Em 1822, num artigo científico, Babbage expôs pela primeira vez a idéia de sua “máquina diferencial”, um engenho que seria capaz de calcular e imprimir extensas tábuas matemáticas. Em 1839, tendo obtido uma subvenção do governo britânico de 17.000 libras, renunciou a uma cadeira de matemática que regia em Cambridge e pôs-se a trabalhar na construção de um modelo em tamanho grande. Em três anos esgotou todos seus recursos colocados à sua disposição e gastou ainda cerca de 6.000 libras de seu bolso, sem concretizar o projeto, por fim abandonado. Que este era viável prova-o o fato de que dois suecos, George e Edward Scheutz, inspirados num artigo de Babbage, conseguiram construir uma máquina diferencial de menor porte, mas muito eficiente, completada em 1853.
Dentre os subprodutos desse período, o mais importante sem dúvida foi a idéia da “máquina analítica”, de concepção mais simples, porém mais potente e mais rápida. Obedecendo às instruções fornecidas pelo operador através de cartões perfurados, teria condições de executar um espectro amplo de tarefas de cálculo. Embora sem subvenções, apesar de sua pertinaz insistência junto aos órgãos públicos, Babbage trabalhou vários anos nessa nova idéia, mas também não conseguiu concretizá-la. Em 1906, seu filho H. P. Babbage, depois de completar parcialmente a máquina, obteve por meio dela a expressão do número π com 29 algarismos – um feito modesto, mas que revelava uma centelha a ser avivada.

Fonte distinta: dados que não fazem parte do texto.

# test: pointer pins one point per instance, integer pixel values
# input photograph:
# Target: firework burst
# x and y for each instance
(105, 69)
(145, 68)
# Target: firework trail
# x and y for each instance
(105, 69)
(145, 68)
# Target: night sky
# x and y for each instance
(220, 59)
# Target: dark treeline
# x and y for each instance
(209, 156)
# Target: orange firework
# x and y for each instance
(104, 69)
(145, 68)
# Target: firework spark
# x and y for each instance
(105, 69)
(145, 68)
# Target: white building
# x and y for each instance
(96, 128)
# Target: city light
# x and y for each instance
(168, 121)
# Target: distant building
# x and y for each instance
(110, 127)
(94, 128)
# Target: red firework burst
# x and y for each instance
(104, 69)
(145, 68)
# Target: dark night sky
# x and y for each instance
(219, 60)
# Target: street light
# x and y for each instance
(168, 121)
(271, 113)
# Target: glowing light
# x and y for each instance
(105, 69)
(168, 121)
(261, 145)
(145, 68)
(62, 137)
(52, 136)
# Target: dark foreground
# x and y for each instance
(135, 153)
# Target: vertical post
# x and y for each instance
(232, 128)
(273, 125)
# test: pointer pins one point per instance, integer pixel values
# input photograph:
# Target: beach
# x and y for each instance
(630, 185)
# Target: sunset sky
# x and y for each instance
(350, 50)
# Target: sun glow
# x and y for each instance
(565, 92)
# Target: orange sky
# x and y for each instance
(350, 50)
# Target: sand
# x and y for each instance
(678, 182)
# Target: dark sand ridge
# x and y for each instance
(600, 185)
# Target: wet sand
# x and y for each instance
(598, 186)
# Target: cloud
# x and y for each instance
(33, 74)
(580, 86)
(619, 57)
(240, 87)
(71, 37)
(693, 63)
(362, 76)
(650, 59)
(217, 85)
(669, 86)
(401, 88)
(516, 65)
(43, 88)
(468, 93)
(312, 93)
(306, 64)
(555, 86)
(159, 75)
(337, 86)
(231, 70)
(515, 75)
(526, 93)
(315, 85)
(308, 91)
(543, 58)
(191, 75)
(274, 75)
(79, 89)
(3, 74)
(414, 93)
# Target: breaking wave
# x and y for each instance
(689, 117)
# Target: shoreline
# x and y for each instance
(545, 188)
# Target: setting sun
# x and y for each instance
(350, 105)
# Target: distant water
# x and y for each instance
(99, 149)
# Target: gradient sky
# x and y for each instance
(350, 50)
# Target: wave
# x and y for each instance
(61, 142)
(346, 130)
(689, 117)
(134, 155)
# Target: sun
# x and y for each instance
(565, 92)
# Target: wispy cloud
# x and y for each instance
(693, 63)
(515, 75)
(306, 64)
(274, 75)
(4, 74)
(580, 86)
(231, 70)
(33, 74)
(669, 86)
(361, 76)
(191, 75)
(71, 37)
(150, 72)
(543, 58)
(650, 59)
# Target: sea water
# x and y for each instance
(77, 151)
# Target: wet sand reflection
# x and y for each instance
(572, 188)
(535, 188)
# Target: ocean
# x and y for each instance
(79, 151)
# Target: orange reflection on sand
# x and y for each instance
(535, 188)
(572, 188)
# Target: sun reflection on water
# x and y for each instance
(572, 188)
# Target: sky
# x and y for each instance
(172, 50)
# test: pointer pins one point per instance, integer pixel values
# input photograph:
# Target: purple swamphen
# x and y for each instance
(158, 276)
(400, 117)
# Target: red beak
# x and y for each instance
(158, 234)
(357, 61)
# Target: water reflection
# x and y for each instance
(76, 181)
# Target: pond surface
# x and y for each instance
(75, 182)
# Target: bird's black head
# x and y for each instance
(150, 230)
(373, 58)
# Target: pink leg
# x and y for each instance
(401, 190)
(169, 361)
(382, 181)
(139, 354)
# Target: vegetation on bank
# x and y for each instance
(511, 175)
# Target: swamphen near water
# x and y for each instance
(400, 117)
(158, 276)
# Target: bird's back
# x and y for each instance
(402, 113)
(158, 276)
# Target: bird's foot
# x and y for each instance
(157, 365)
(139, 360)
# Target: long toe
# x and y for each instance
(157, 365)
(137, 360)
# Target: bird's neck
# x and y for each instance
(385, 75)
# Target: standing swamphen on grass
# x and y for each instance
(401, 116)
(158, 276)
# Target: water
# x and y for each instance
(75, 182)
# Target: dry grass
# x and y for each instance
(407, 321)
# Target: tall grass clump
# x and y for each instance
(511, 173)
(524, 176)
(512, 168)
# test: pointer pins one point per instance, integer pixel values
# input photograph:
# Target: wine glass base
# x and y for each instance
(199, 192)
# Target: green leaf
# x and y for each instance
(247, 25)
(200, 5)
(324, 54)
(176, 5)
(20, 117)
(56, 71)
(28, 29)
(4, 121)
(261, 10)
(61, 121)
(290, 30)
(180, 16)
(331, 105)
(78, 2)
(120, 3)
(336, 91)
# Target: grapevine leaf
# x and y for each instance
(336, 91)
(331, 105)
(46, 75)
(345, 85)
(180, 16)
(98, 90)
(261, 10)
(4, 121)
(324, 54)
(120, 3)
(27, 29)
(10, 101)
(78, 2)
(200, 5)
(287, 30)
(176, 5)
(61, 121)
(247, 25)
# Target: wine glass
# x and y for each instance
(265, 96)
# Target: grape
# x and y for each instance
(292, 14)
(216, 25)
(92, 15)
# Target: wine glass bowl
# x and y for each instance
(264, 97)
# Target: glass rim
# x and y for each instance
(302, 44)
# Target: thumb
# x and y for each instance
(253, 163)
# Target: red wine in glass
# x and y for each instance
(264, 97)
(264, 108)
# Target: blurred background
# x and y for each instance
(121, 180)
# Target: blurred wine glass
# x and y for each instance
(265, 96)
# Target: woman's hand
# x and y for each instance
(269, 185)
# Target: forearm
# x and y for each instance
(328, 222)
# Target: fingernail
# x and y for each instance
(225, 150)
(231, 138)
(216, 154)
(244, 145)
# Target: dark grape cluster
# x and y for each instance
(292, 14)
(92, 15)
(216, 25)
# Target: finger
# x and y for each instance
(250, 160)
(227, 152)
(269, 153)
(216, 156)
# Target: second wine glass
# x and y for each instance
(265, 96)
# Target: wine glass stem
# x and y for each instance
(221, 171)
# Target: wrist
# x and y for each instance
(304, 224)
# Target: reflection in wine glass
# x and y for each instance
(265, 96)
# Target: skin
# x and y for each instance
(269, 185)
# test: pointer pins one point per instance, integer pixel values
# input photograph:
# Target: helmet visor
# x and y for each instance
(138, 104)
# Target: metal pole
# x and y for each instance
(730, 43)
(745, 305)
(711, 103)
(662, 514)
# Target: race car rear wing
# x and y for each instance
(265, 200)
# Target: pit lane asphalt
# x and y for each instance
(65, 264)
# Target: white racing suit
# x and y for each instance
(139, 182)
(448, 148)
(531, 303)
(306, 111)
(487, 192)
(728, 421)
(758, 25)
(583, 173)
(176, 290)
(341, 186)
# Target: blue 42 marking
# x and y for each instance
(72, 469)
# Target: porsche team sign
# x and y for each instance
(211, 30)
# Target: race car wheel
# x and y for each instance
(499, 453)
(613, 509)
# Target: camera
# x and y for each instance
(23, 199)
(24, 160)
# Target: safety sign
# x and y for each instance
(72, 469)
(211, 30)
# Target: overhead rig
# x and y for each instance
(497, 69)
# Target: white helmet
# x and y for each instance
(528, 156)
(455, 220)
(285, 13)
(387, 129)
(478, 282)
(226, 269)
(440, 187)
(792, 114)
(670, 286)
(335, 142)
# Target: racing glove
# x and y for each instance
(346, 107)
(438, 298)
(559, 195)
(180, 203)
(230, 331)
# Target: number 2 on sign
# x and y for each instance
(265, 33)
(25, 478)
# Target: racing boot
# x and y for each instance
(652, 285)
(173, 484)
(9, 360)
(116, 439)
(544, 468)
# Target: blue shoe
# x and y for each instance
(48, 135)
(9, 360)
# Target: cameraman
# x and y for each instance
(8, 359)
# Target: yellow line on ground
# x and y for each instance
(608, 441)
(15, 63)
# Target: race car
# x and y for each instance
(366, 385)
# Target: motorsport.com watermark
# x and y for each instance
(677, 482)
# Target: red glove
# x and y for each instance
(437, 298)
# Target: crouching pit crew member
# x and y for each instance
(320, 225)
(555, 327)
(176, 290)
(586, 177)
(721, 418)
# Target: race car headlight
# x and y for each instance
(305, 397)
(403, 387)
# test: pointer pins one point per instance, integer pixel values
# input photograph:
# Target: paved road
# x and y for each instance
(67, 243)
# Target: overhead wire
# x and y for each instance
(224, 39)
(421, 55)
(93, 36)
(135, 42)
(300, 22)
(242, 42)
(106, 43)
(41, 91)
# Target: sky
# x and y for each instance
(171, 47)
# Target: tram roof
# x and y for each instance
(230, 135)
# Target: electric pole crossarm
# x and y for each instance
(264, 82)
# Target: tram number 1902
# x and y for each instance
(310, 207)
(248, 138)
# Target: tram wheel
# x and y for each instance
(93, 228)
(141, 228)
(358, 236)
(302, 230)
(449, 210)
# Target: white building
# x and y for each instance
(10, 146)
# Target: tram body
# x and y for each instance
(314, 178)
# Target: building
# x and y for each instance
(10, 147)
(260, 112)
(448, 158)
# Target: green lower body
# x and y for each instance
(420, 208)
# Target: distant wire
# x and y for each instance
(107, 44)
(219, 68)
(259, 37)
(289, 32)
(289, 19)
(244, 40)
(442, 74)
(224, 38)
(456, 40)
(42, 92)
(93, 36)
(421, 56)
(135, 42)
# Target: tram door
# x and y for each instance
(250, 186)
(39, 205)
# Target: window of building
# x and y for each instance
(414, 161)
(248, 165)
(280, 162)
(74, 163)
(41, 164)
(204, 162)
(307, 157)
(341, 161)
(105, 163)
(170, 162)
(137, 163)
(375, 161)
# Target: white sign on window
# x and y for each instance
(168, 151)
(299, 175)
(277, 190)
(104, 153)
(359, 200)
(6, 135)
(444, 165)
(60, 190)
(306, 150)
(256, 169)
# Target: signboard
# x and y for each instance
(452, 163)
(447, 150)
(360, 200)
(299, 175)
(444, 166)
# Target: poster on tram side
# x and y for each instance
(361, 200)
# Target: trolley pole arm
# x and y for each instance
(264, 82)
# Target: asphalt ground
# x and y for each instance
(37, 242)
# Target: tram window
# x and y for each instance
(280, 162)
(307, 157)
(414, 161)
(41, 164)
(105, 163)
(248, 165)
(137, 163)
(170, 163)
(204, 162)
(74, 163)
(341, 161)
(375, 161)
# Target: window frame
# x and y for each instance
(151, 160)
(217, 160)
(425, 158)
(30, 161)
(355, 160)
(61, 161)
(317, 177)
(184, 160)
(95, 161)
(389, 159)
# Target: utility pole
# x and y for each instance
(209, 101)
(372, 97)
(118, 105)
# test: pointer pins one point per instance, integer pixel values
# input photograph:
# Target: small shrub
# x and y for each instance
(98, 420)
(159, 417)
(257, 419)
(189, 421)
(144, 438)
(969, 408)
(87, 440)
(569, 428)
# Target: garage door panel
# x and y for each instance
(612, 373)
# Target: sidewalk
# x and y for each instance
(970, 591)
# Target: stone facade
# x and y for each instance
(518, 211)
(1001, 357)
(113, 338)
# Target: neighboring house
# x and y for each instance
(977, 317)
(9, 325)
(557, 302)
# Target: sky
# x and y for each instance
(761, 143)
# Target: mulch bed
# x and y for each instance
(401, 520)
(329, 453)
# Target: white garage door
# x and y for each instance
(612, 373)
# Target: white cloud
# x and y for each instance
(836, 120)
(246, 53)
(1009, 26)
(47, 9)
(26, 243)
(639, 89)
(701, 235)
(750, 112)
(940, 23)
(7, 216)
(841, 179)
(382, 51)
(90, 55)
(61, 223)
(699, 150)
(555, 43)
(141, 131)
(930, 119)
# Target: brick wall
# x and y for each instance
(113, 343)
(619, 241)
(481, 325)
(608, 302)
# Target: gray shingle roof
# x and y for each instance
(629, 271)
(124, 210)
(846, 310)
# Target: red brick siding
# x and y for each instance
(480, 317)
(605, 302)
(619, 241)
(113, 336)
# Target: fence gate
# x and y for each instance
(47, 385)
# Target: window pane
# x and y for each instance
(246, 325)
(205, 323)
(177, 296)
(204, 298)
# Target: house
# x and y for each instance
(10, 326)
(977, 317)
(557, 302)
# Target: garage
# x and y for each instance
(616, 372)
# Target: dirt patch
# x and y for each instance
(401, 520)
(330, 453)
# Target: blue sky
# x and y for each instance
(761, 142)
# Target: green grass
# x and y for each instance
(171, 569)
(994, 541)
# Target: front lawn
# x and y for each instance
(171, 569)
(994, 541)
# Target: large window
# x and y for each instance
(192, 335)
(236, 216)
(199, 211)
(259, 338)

Somente no século passado, em 1944, ficaria pronto o primeiro computador programável – o Harvard Mark I Calculator – inspirado na máquina de Babbage. Com cerca de 15m de comprimento e 2,5m de altura, o Mark I continha nada menos que 750.000 componentes ligados por 80.400m de fio. Sua complexidade técnica justificavas palavras do Professor Howard H. Aiken, seu construtor, segundo as quais Babbage fracassara são devido ao seu projeto, mas “porque lhe faltavam máquinas operatrizes, circuitos elétricos e ligas metálicas” tão essenciais nos modernos computadores.
Se para alguns de seus contemporâneos a máquina analítica de Babbage pareceu uma loucura, hoje pode-se dizer que foi um grande sonho que se tornou a realidade tecnológica de maior alcance do mundo moderno.